A few corrections to your stats: we are now heating at the rate of 0.2 degC annually (C3S), so 1 degC every 5 yrs., but accelerating, so any child born today may get to burn-up by their 23rd BD in 2047. Still want to birth another innocent life into this dying world? No, well neither do 47% of American 18-50 by a recent survey. Only open borders and allowing mass migrations from desperately overcrowded nations like, well, more than half of Africa and most of Haiti. So, close the borders with already over crowded/overpopulated countries to FORCE the native populations to forgo reproduction and jack-up the UN to furnish CONTRACEPTION to their/our entire population.

You did not mention the 6th Extinction: we are 33% of the terrestrial mammalian biomass, our "domestic" animals 64-68%, so that leaves 1-3% "wild". Also, you did not mention the movie "The Planet of the Humans", a realistic take down of the "alternative energy" fraud. Math math estimates that every one of the 115M rooftop solar panels actually absorbs and re-radiates 34,500 BTUs on an average sunny day, and the average human metabolizing carbon based foods generates 11,000 BTUs/d. when mostly resting. Polymath Eliot Jacobson calculates that we are generating the heat energy equivalent of 20 (not your graph's 13) Hiroshima nuclear bomb blasts PER SECOND, where each one releases 63 trillion BTU's. The 1.2 trillion tons of melting global ice annually, 3.3 billion tons/d, is the canary in the cola mine, where one pound of ice absorbs 144 BTUs. You do the math.
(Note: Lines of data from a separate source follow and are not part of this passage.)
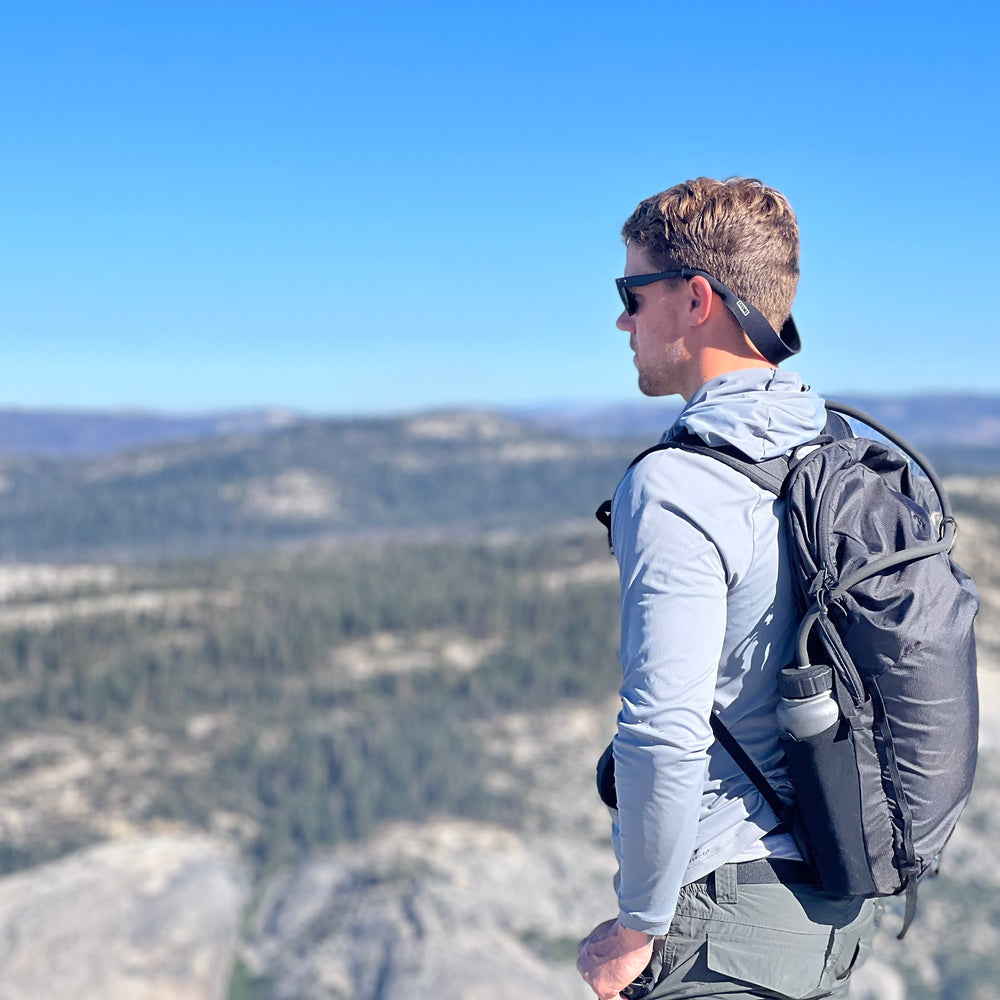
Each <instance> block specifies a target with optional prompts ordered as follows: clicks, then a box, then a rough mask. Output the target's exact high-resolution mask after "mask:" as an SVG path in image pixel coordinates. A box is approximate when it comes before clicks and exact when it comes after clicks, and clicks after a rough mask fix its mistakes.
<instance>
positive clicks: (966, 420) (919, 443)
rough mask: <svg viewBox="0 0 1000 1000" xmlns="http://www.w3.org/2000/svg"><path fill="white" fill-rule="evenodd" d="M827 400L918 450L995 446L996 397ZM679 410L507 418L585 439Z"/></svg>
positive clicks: (669, 425) (637, 432)
mask: <svg viewBox="0 0 1000 1000" xmlns="http://www.w3.org/2000/svg"><path fill="white" fill-rule="evenodd" d="M831 398H833V399H836V400H838V401H839V402H842V403H847V404H848V405H850V406H854V407H857V408H858V409H861V410H864V411H865V412H866V413H869V414H870V415H871V416H872V417H874V418H875V419H876V420H878V421H880V422H881V423H884V424H886V425H887V426H889V427H891V428H892V429H893V430H894V431H896V432H897V433H898V434H901V435H902V436H903V437H904V438H906V439H907V440H909V441H911V442H912V443H913V444H914V445H916V446H917V447H918V448H930V447H932V446H935V445H959V446H963V447H981V448H982V447H997V446H1000V395H995V396H992V395H991V396H981V395H978V396H977V395H970V396H965V395H961V396H960V395H953V394H945V393H936V394H934V393H928V394H923V395H916V396H900V397H893V396H870V395H866V396H860V395H854V394H851V393H844V394H842V395H841V394H835V395H834V396H832V397H831ZM681 406H682V403H681V401H680V400H679V399H678V398H677V397H670V398H668V399H665V400H657V401H652V400H645V401H640V402H636V403H629V404H620V405H609V406H586V405H570V404H561V405H553V406H549V407H532V408H524V409H520V410H513V411H511V414H512V415H513V416H516V417H518V418H520V419H526V420H530V421H532V422H534V423H537V424H538V425H539V426H542V427H550V428H553V429H559V430H563V431H568V432H570V433H572V434H578V435H581V436H585V437H591V436H593V437H635V436H646V435H653V434H656V435H658V434H660V433H662V432H663V431H664V430H665V429H666V428H667V427H669V426H670V424H671V423H672V422H673V421H674V419H675V418H676V416H677V414H678V413H680V410H681Z"/></svg>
Thanks for the book references. Some of us still read longer posts than tweets, so you might wish to mention my free online e-book PDF, "Stress R Us". The fossil fuel lobby and its propaganda arm (think Goebbels) is largely responsible for the fog of denial prevailing in our collapsing environment and your financial analysis seems right-on to me. Thanks for all your work!